Mientras duró el Retiro mi intelecto aceptó sin demasiadas reservas la novedosa información, a pesar de que la propia mente había sido catalogada desde un comienzo como el peor enemigo del aspirante espiritual. El Maestro había insistido en que antes de intentar poner en práctica las técnicas que habíamos aprendido debíamos purificarnos y desarrollar una larga serie de virtudes descritas con precisión en las Escrituras. Según éstas, la mejor forma de eliminar nuestras imperfecciones era a través del servicio desinteresado a la humanidad, ofrecido como acto de adoración a un poder superior y realizado sin apego al resultado.
No bien me alejé de aquella atmósfera tan especial, mis viejas tendencias se manifestaron con más fuerza de lo que lo habían hecho nunca. Pensamientos de desconfianza comenzaron a asediarme: ¿por qué tenía uno que sacrificarse por los demás?; ¿acaso habían hecho ellos algo por mí? La solución idílica que nos habían planteado no armonizaba bien con la realidad a la que me enfrentaba día tras día. En cuanto a la mente y sus peligros, me sentía capaz de dominarla, y estaba convencido de ser el único que podía orientarla en la dirección más favorable a mis intereses.
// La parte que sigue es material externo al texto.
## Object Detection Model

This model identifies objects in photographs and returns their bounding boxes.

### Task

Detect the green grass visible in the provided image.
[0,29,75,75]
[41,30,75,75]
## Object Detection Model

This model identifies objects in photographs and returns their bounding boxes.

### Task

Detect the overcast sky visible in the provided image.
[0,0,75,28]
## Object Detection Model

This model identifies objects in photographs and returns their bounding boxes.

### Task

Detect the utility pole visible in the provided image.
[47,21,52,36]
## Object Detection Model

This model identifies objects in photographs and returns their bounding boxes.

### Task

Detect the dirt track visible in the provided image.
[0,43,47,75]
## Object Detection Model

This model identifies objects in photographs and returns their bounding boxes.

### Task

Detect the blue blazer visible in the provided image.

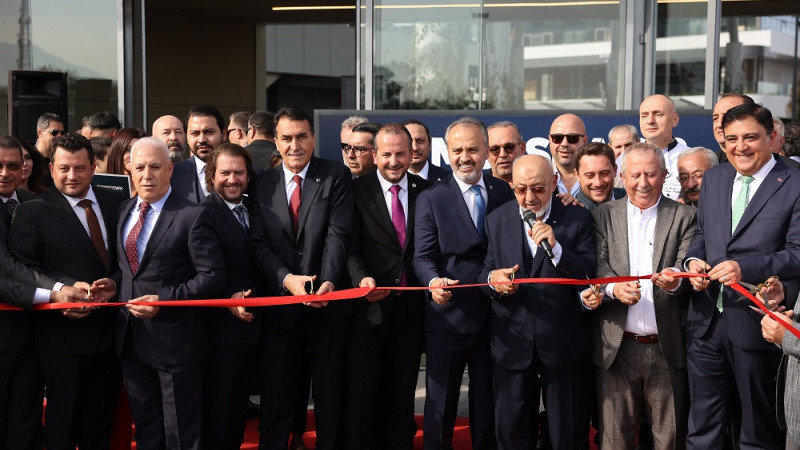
[414,175,514,333]
[686,160,800,350]
[478,197,597,370]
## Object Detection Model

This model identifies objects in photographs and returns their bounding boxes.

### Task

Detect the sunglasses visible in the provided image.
[489,142,517,156]
[550,133,585,144]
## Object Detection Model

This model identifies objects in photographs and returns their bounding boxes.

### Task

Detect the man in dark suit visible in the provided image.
[244,111,278,170]
[478,155,595,449]
[346,123,431,449]
[116,138,225,449]
[170,105,225,203]
[203,143,261,449]
[403,119,450,183]
[9,133,123,449]
[0,136,86,449]
[685,104,800,449]
[414,117,513,449]
[250,107,353,449]
[582,143,696,450]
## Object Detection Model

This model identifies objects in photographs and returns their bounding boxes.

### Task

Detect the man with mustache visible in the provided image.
[678,147,719,206]
[170,105,225,203]
[152,115,186,164]
[414,117,513,450]
[488,121,525,185]
[403,119,449,182]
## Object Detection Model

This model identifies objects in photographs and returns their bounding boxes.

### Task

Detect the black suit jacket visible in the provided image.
[9,187,123,355]
[244,139,277,170]
[478,198,597,370]
[170,156,205,203]
[250,157,353,331]
[203,192,263,348]
[414,174,514,333]
[349,172,431,331]
[116,192,225,366]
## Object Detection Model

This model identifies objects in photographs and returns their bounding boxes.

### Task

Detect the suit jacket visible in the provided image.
[116,192,225,366]
[244,139,277,170]
[170,156,205,203]
[250,157,353,331]
[414,175,514,334]
[686,160,800,351]
[9,187,123,355]
[203,192,263,348]
[349,172,431,331]
[592,196,697,370]
[478,197,595,370]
Tras estos razonamientos y otras consideraciones de índole similar, decidí que debía dar un paso adelante y olvidarme de tantas precauciones. Sólo los cobardes aceptaban los límites impuestos desde el exterior, razoné; seguramente el Maestro había tratado de intimidarnos al objeto de que únicamente los más audaces tuvieran ocasión de alcanzar el cuarto estado de conciencia y experimentar la gloria suprema.
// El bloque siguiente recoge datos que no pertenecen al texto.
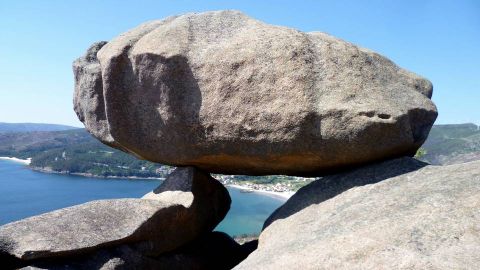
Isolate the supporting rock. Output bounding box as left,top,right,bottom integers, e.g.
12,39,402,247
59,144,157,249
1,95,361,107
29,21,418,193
235,158,480,270
0,168,231,265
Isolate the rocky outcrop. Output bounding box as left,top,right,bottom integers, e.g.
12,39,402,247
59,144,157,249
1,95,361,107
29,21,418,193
235,158,480,270
21,232,253,270
0,168,231,264
74,11,437,175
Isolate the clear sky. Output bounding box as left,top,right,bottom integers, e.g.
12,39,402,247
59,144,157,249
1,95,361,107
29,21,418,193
0,0,480,126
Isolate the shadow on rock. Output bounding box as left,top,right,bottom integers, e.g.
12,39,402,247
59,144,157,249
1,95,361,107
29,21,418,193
262,157,428,230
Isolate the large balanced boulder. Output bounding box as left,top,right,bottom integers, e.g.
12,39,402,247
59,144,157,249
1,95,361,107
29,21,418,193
235,159,480,270
73,11,437,175
0,167,231,265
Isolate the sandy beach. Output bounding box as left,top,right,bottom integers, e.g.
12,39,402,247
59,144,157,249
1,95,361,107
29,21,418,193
0,157,32,165
227,184,295,200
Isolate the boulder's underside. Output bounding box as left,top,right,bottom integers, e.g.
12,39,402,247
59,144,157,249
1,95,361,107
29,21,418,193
74,11,437,175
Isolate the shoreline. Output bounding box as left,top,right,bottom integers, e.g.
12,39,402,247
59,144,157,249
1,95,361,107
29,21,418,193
225,184,295,201
0,157,295,201
0,157,32,165
30,167,165,180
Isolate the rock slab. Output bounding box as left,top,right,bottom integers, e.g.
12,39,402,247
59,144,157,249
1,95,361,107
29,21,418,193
73,11,437,175
0,167,231,264
234,159,480,270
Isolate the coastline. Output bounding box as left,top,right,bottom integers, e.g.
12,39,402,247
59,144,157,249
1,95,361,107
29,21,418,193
0,157,32,165
0,157,295,201
30,167,165,180
226,184,295,201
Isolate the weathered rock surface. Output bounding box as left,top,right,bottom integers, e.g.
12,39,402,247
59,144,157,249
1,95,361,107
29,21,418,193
0,167,231,263
235,159,480,270
74,11,437,175
24,232,253,270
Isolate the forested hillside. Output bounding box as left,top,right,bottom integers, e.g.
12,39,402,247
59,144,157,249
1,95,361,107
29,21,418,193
0,124,480,179
0,129,170,177
421,124,480,165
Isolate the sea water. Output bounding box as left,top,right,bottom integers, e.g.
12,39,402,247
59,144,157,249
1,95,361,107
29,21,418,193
0,160,283,236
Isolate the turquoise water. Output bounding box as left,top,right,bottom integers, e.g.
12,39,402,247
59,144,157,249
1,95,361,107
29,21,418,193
0,160,283,235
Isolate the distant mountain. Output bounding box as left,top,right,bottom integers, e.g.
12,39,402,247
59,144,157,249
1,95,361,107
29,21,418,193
0,124,480,179
0,128,171,177
0,123,78,133
420,124,480,165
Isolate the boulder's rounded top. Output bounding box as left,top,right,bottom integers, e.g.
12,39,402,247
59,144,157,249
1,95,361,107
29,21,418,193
74,11,437,175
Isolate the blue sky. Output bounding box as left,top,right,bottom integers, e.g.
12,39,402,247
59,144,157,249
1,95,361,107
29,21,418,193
0,0,480,126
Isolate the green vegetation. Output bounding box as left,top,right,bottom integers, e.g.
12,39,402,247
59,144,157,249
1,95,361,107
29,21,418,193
0,124,480,185
419,124,480,165
0,129,171,178
415,147,427,159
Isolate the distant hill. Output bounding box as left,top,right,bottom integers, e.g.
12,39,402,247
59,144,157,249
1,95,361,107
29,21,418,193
420,124,480,165
0,128,170,177
0,124,480,179
0,123,78,133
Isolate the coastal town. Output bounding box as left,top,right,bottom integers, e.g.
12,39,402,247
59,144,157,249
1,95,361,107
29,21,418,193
214,175,316,194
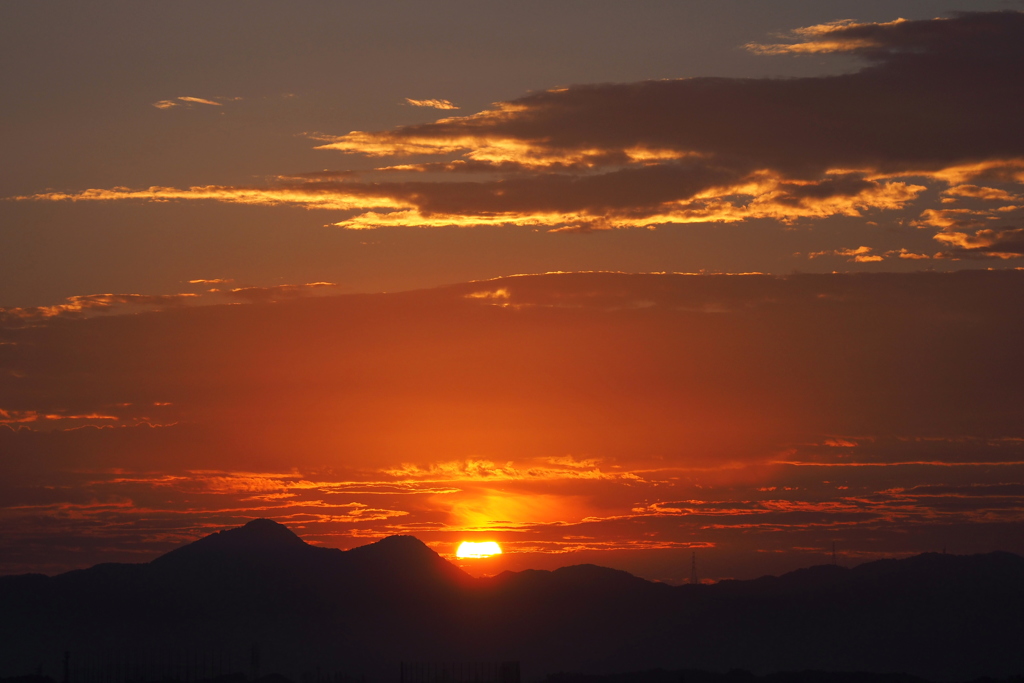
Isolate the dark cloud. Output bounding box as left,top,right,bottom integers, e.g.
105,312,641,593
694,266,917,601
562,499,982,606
323,11,1024,177
22,11,1024,237
935,227,1024,259
0,270,1024,575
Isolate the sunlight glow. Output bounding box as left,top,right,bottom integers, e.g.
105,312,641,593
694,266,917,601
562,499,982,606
455,541,502,558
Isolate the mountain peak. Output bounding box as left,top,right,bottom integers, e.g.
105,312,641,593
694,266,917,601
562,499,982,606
154,518,309,563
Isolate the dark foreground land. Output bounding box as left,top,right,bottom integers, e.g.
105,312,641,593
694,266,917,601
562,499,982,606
0,669,1024,683
0,520,1024,683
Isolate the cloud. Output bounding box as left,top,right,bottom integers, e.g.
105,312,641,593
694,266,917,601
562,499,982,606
0,280,337,329
406,97,459,110
935,227,1024,260
19,11,1024,240
807,246,885,263
0,272,1024,578
153,95,233,110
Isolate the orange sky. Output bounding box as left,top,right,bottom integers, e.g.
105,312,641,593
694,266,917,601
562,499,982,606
0,270,1024,582
6,6,1024,582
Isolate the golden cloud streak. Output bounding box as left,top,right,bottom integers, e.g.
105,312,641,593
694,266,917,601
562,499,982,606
744,18,906,54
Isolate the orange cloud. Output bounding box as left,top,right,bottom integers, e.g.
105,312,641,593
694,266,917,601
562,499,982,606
406,97,459,110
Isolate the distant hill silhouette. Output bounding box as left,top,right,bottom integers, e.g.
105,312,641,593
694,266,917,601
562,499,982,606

Pedí unos días de permiso y me trasladé al refugio de montaña pertrechado con los adminículos indispensables para realizar el ritual de acuerdo con las estrictas reglas impuestas por la tradición. Había estudiado a fondo todos y cada uno de los pasos de la trascendental ceremonia de adoración, y había repetido innuerables veces las sílabas sagradas hasta dominar su pronunciación. Vestido completamente de blanco, me arrodillé y puse mis cinco sentidos en la correcta ejecución de los actos sagrados.
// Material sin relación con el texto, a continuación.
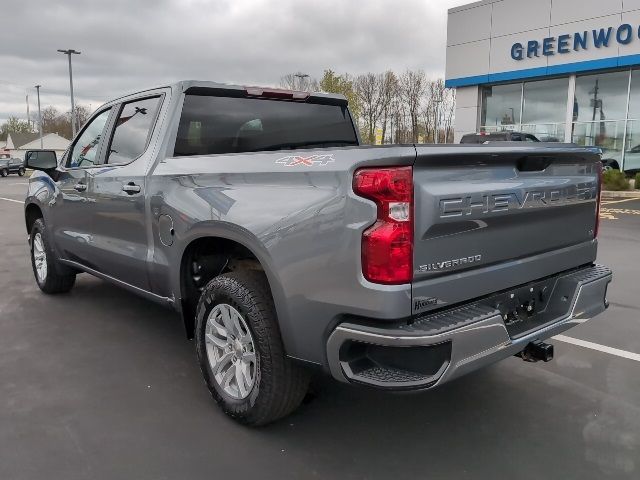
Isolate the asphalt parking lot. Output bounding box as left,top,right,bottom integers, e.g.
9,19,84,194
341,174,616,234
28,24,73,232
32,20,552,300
0,176,640,480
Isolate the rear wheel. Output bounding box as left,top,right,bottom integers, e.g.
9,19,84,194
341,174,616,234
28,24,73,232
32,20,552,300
31,218,76,294
195,271,309,426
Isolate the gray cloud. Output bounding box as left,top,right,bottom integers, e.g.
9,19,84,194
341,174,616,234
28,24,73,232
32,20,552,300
0,0,467,125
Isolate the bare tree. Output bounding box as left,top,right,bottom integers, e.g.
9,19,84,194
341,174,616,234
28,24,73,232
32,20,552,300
382,70,399,143
400,70,426,142
354,73,385,143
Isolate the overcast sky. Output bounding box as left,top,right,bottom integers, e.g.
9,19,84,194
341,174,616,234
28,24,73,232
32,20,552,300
0,0,470,122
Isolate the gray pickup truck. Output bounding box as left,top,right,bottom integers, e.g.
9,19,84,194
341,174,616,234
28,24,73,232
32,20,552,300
25,81,612,425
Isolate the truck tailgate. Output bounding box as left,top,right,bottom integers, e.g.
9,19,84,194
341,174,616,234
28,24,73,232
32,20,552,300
412,144,600,313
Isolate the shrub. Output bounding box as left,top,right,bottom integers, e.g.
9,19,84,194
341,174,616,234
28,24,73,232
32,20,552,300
602,170,630,191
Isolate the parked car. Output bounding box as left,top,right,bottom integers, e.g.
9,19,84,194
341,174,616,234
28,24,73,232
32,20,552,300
0,158,25,177
460,131,540,143
25,81,612,425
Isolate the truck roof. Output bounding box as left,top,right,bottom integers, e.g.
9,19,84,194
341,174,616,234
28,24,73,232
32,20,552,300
105,80,348,106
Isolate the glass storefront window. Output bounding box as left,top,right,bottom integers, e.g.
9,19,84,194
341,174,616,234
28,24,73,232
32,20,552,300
573,70,629,122
619,70,640,171
522,78,569,125
480,83,522,130
573,120,625,164
618,120,640,171
520,123,565,142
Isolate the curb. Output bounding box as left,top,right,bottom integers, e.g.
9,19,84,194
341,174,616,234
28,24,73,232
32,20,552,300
602,190,640,200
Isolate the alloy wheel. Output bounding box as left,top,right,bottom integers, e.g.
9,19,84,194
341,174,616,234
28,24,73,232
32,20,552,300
205,303,257,400
33,232,47,283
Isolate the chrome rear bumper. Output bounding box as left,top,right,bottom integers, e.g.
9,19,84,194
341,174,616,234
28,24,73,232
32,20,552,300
327,265,612,390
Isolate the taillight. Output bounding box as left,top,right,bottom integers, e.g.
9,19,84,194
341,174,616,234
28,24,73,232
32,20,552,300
593,162,602,238
353,167,413,285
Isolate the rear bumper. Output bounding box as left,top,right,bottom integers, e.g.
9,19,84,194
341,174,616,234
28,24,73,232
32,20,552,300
327,265,612,390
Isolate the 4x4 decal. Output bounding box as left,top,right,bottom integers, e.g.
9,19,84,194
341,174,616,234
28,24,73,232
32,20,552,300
276,154,336,167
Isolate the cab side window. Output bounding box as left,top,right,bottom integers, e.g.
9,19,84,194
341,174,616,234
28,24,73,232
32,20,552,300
107,97,160,164
66,109,111,168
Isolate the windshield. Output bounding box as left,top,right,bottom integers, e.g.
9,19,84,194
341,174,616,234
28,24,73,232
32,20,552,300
174,95,358,156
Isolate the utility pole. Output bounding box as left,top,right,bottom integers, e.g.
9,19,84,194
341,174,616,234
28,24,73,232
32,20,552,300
36,85,44,150
433,94,442,144
58,49,80,137
293,72,309,91
27,93,31,129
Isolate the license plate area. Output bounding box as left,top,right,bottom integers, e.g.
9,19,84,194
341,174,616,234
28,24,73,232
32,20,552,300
491,278,569,338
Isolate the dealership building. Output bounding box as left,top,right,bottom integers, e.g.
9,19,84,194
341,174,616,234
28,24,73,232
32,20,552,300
446,0,640,170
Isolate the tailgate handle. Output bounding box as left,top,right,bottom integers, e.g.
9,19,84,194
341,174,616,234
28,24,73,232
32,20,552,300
517,157,553,172
122,182,141,195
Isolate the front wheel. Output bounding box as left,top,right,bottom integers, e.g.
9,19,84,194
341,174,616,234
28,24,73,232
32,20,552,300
31,218,76,294
195,271,309,426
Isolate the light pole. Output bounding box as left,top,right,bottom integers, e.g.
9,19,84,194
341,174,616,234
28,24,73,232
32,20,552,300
35,85,44,150
293,73,309,91
58,49,80,137
433,95,446,144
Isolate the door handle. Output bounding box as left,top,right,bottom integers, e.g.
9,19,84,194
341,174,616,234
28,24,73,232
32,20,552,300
122,182,140,195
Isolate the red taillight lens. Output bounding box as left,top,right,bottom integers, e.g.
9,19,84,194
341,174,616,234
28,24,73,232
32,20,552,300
593,162,602,238
353,167,413,285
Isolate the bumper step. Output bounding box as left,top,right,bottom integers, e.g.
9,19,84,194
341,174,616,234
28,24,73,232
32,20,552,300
327,265,612,390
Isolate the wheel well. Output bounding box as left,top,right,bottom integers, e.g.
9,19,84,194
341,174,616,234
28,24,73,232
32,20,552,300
24,203,42,234
180,237,264,338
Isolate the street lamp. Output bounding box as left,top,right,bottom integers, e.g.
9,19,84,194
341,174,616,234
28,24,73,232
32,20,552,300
293,73,309,91
433,92,447,144
58,49,80,137
35,85,44,150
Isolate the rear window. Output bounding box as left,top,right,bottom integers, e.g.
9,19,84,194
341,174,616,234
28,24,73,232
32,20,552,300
174,95,357,156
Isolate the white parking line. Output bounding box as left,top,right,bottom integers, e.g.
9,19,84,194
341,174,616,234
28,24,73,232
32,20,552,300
604,198,640,205
553,335,640,362
0,197,24,204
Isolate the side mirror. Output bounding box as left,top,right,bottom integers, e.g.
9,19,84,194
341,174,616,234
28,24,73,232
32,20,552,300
24,150,58,171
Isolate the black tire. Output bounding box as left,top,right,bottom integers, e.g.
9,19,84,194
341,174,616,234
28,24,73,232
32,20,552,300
195,270,309,426
30,218,76,294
Finalizado el proceso me postré ante el altar; acto seguido me senté expectante en la postura de meditación, con los ojos cerrados. Al principio no sucedió nada, y ya empezaba a quedarme adormilado cuando percibí un pitido anormal en mi oído izquierdo; el áspero zumbido fue creciendo en intensidad hasta alcanzar un volumen prácticamente insoportable. De pronto, sentí cómo una energía extraña penetraba en mi interior y agitaba mi cuerpo con violencia, provocándome un vómito incontrolable. De mi boca comenzaron a salir todos los utensilios que había utilizado, entremezclados con un líquido legamoso y pestilente. Una fuerza irresistible tiró de mí hacia arriba y me vi saliendo del cuerpo a gran velocidad, rodeado por sombras oscuras que se arremolinaban a mi alrededor adoptando siluetas horrendas. Intenté gritar para pedir auxilio, pero lo único que conseguí fue provocar un estallido de espantosas carcajadas. Aterrado, comprendí la trampa que me había tendido esa mente astuta y perversa en la que tan imprudentemente había confiado.